Entre várias das imagens mais impactantes do ano estão fotos ou vídeos mostrando o drama de refugiados e imigrantes arriscando a vida em jornadas pela Europa.

Mas o que aconteceu com essas pessoa quando as câmeras foram embora?

A repórter Katie Razzall, da BBC, seguiu os rastros de três delas.

Laith Majid: fotografado em 15 de agosto de 2015



"Queria voltar a ver essa foto", diz o iraquiano Laith Majid. A imagem foi tirada quando Laith chegou com sua família à ilha grega de Kos e se converteu em um símbolo da agonia que muitos refugiados enfrentam no trajeto rumo à Europa.

Quando ele vê a imagem, começa a chorar. "Me lembra a angústia e o sofrimento que passei com minha mulher e filhos, quando estivemos a ponto de morrer."

Quando ele descreve o que ocorreu no bote inflável em que estava, há quatro meses, fica fácil entender as lágrimas.

"A gente sentia o cheiro da morte inevitável. Foi indescritível. Foi assustador. As pessoas começaram a morrer, começamos a nos afogar, estávamos frágeis. Pensamos que morreríamos com nossos filhos."

A dor, o alívio e o terror profundo aparecem em seu rosto na fotografia. Sua mulher, Neda, diz que ele é reconhecido nas ruas da cidade alemã em que a família vive atualmente.

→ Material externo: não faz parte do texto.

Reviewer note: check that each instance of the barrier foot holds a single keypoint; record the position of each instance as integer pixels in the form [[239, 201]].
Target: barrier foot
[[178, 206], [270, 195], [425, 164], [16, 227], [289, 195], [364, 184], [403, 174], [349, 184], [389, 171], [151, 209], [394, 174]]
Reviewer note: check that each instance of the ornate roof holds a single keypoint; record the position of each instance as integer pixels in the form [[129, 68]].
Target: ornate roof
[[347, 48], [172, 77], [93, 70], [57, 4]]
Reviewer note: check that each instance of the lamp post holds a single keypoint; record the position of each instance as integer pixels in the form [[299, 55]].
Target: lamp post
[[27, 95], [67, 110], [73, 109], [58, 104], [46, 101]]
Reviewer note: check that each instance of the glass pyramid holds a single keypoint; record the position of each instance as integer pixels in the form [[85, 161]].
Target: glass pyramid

"Em todo lugar que vamos, as pessoas dizem 'Lembramos de vocês, estava na foto. Esperamos que esteja seguro e feliz'."

A atenção surpreendeu Laith: "Nunca havia acreditado que uma foto pudesse atrair toda essa compaixão dos alemães e amigos de todo o mundo. Fico feliz por ter feito amigos no mundo todo mas também profundamente triste ao ver esta fotografia".

Os Majid têm quatro filhos. O menor, dizem eles, ainda está traumatizado pelo que passaram na travessia e a violência que viveram em seu país.

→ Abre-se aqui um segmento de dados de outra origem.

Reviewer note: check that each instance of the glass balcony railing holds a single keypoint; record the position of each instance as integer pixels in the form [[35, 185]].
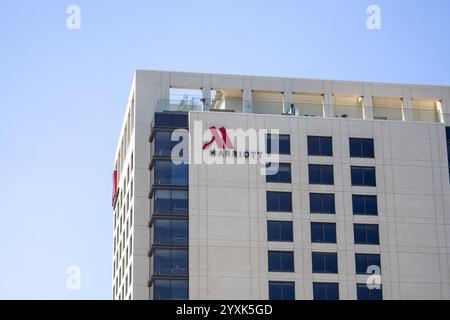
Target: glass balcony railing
[[396, 113]]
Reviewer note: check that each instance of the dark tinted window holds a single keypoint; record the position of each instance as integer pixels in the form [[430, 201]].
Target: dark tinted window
[[170, 262], [170, 290], [164, 144], [323, 232], [283, 174], [171, 120], [365, 205], [284, 144], [366, 234], [325, 291], [361, 148], [279, 231], [320, 146], [170, 231], [168, 173], [363, 176], [321, 203], [280, 290], [281, 261], [321, 174], [364, 293], [324, 262], [363, 261], [170, 202], [279, 201]]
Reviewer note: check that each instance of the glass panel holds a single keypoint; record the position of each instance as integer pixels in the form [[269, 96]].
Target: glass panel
[[274, 261], [179, 265], [355, 148], [162, 232], [359, 234], [273, 231], [358, 204], [180, 290], [326, 146], [318, 262], [313, 146], [161, 290], [315, 202], [163, 144], [372, 234], [179, 232], [179, 203], [162, 172], [162, 202], [329, 232], [331, 263], [287, 261], [179, 174], [272, 201]]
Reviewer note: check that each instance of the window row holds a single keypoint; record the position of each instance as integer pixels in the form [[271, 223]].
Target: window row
[[285, 290], [322, 232], [278, 290], [322, 262], [322, 203], [320, 146], [324, 174]]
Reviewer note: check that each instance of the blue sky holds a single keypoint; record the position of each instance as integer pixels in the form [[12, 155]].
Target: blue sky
[[63, 94]]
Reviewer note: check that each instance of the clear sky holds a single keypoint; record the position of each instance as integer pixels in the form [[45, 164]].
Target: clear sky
[[63, 94]]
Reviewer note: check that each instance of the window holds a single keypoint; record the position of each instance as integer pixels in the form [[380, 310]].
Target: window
[[320, 146], [364, 293], [281, 261], [170, 262], [361, 148], [280, 231], [321, 203], [365, 205], [279, 201], [284, 144], [363, 261], [164, 144], [171, 202], [363, 176], [279, 290], [170, 231], [170, 290], [324, 262], [168, 173], [366, 234], [325, 291], [171, 120], [283, 174], [323, 232], [321, 174]]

Quando a foto foi divulgada, a mídia informou que a família vinha da Síria, porque outras pessoas no barco vinham do país. Mas, na verdade, eles são muçulmanos sunitas do Iraque. Laith era mecânico e Neda, professora. Eles tiveram que deixar Bagdá após serem ameaçados por membros de uma gangue.

Eles contam que pagaram o equivalente a US$ 3.615 (cerca de R$ 14 mil) para fugir do país.

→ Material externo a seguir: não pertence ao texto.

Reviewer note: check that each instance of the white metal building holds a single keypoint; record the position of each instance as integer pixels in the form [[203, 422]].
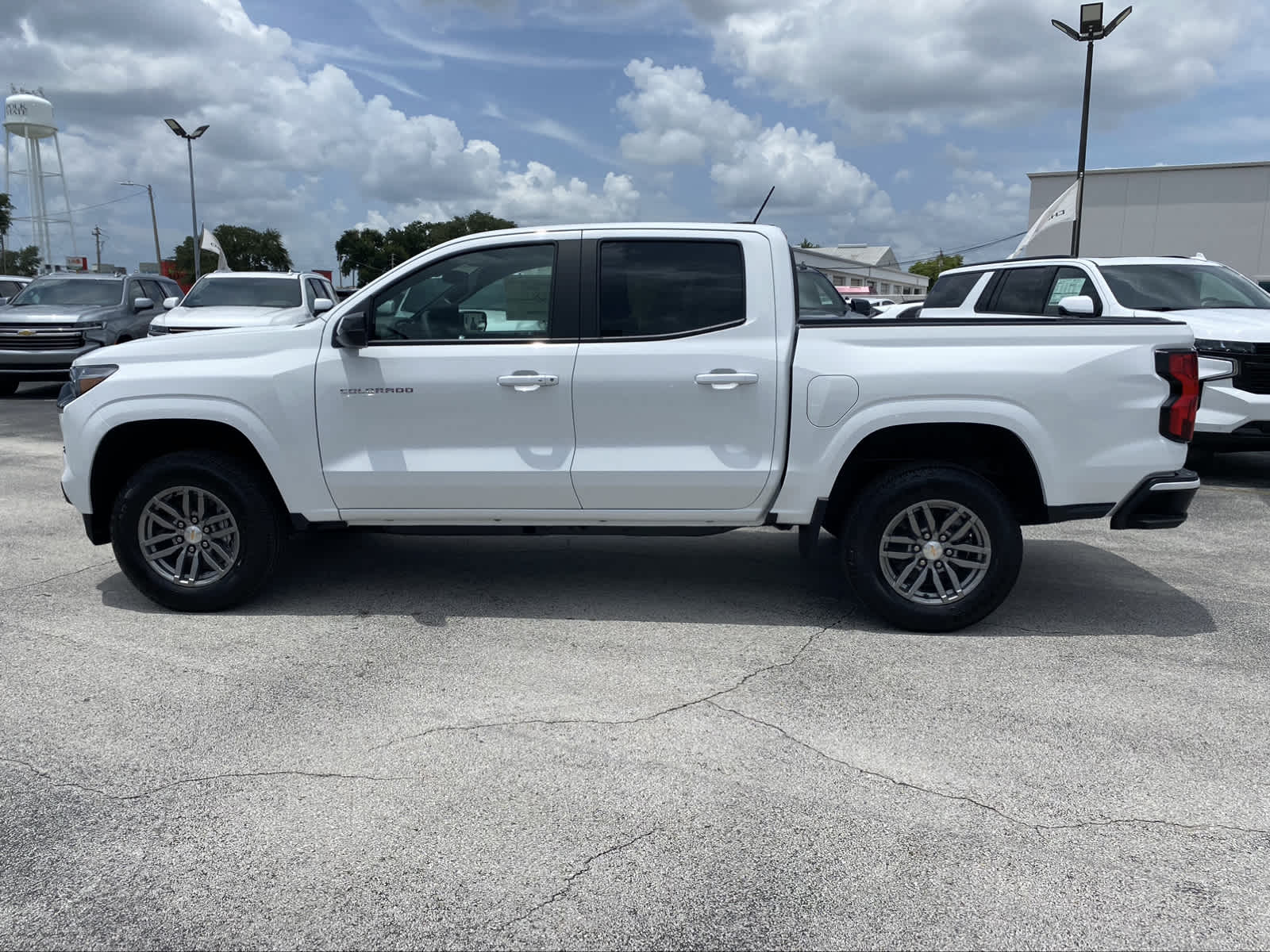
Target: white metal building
[[1222, 211]]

"Aqui na Alemanha me sinto seguro e as pessoas me tratam muito bem", diz Laith.

Eles moram em um antigo quartel do Exército com centenas de outros refugiados e imigrantes. Cada família tem um quarto.

Mas seus documentos ainda não foram analisados. A família se preocupa muito com a possibilidade de que o refúgio seja negado e que tenham que voltar ao Iraque, onde, segundo Neda, serão assassinados.

"Não temos alternativa. Se a Alemanha disser 'não', temos de voltar para casa."

Ossama Abdul Mohsen: filmado em 8 de setembro de 2015



"Esqueci esse incidente e olho para o futuro da minha família e do meu filho, principalmente porque, no início, estava muito irritado", diz Ossama Abdul Mohsen.

O técnico de futebol sírio tinha nos braços sua filho Zaid e fugia da polícia na fronteira da Hungria quando uma cinegrafista colocou o pé em seu caminho, fazendo com que tropeçasse e caísse no chão.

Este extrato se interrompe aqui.